The Internet Society has announced that it's gotten many of the world's major Websites, Internet service providers, and home networking equipment manufacturers are committing to delivering IPv6 Internet services by June 6, 2012.
So why have we been so slow? It's not that IPv6 doesn't work. It works great. That was proven out in June 2011 during the World IPv6 Day test and the Internet did just fine with the most IPv6 ever. So why haven't we moved faster?
Well, for starters, IPv6 has faced a chicken or the egg problem: Which would come first? The users? The ISPs? Web sites? The network equipment manufacturers? For IPv6 to really fly someone had to be first and no was willing to make the first move. Another factor, which can never be taken too lightly, is that converting to IPv6 frequently requires new network equipment, IPv6 training and a host of other concerns that require funding. Now, though as the last of the IPv4 addresses disappear, everyone is finally starting to pay attention and deliver the goods and the funding to make IPv6 happen.
In a statement, the Internet Society's CTO, Leslie Daigle, said, "The fact that leading companies across several industries are making significant commitments to participate in World IPv6 Launch is yet another indication that IPv6 is no longer a lab experiment; it's here and is an important next step in the Internet's evolution. And, as there are more IPv6 services, it becomes increasingly important for companies to accelerate their own deployment plans."
What this means, exactly, according to the Internet Society is that ISPs participating in World IPv6 Launch will enable IPv6 for enough users so that at least 1% of their wireline residential subscribers who visit participating websites will do so using IPv6 by 6 June 2012. These ISPs have committed that IPv6 will be available automatically as the normal course of business for a significant portion of their subscribers."

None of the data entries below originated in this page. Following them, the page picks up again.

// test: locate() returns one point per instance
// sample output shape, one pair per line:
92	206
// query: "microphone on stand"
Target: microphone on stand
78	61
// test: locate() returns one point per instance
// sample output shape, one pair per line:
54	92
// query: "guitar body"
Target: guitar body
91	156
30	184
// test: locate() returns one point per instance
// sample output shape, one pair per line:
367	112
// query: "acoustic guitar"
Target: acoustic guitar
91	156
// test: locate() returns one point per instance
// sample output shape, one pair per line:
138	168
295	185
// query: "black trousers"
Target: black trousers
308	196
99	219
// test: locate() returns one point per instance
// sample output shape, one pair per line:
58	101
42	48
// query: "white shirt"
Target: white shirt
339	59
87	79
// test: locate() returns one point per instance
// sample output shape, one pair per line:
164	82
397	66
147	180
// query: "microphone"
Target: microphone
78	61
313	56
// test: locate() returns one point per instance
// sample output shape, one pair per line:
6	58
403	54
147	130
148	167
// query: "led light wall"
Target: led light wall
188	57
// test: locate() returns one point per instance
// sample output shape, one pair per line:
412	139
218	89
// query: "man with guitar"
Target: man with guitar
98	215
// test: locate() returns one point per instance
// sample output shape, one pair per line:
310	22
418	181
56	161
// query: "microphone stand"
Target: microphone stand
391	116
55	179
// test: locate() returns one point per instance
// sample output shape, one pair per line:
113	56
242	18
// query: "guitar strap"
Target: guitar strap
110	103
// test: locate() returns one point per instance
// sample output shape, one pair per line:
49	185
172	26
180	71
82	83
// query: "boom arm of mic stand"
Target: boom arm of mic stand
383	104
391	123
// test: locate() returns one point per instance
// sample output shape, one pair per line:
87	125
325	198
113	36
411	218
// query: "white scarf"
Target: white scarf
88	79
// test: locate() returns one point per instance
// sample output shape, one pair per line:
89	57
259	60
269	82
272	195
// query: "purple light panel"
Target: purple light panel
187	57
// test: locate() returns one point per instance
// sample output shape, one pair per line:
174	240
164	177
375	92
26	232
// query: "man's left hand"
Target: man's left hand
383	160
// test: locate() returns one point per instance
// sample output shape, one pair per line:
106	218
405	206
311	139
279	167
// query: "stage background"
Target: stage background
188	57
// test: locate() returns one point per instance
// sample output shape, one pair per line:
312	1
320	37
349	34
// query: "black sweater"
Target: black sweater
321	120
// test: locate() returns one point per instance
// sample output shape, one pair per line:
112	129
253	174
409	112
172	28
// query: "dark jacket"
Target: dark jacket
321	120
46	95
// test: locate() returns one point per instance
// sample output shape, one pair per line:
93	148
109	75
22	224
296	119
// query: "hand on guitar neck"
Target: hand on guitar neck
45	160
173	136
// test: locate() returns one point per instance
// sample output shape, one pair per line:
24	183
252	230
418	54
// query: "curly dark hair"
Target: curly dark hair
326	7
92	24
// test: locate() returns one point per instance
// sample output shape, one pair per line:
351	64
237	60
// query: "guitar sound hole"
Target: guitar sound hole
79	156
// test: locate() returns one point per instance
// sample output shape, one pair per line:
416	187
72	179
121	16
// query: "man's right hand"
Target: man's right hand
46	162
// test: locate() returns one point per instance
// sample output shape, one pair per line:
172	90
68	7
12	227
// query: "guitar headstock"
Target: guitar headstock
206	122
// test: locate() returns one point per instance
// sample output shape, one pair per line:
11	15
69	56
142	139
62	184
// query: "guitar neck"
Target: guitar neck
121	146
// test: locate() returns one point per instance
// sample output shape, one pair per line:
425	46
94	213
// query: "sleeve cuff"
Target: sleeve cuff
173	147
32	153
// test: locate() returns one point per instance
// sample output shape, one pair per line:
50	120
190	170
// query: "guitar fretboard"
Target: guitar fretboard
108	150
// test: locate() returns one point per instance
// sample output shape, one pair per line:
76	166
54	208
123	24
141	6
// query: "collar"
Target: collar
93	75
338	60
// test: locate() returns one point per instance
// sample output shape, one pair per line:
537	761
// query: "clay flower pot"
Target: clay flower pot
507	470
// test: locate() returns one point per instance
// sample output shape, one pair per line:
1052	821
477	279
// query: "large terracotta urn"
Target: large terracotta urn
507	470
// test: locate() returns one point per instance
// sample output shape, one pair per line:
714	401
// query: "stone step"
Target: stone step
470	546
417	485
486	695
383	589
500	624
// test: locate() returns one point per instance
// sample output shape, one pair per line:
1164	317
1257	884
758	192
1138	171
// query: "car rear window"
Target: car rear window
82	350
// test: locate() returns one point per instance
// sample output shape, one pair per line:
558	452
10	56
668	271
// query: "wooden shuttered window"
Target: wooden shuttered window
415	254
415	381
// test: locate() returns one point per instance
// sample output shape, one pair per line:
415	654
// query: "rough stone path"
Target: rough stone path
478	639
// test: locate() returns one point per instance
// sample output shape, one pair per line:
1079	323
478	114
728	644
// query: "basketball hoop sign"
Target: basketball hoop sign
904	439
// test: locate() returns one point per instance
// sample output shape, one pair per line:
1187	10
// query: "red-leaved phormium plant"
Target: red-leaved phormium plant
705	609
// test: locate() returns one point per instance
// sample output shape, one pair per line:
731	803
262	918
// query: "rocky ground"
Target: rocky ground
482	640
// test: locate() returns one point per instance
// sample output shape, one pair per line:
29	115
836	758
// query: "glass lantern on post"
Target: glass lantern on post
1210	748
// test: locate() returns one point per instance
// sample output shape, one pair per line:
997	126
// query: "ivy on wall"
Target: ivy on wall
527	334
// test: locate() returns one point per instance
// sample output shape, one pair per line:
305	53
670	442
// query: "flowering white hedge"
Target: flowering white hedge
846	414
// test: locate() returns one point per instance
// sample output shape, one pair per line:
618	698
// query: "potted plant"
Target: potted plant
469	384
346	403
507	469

ISPs who've signed on so far are AT&T, Comcast, Free Telecom, Internode, KDDI, Time Warner Cable, and XS4ALL. Other ISPs who haven't signed on, but already have a significant IPv6 presence includes IPv6 specialist ISP Hurricane Electric and Verizon. In addition, content delivery network (CDN) providers Akamai and Limelight will be enabling IPv6 throughout their infrastructure.
The hardware providers who've committed to supporting IPv6 by default through their range of their home router products are Cisco and D-Link. All the major network equipment vendors already support IPv6 on their current business lines.
Four of the world's biggest Web sites, Bing, Facebook, Google, and Yahoo have also committed to IPv6. For them, this will mean enabling IPv6 on their main Web sites. So, for example, while the main Yahoo search site will be IPv6 accessible, its photo-library and sharing site, Flickr, might not be IPv6 compliant in June.
So, what does this mean for you as an ordinary Internet user? Nothing. You can still use your same PC, Web browser, Wi-Fi access point (AP), whatever. As the changeover to IPv6 slowly continues you shouldn't notice a thing. By the time you need IPv6 it will have been baked in to your equipment for years if not decades.
The shift over from IPv4, the Internet's old network protocol, to IPv6 is purely an issue for people who work with networks at a technical level and for companies that need new IP addresses for their Web sites. For Joe or Jane User, you'll probably never notice a thing. It's the network engineers and administrators who will be sweating the details.
By decade's end the entire online world will be available over IPv6. In the meantime, though, we're still generally taking small steps to adopting the protocol. This Internet Society news, though, represents a big step in the right direction.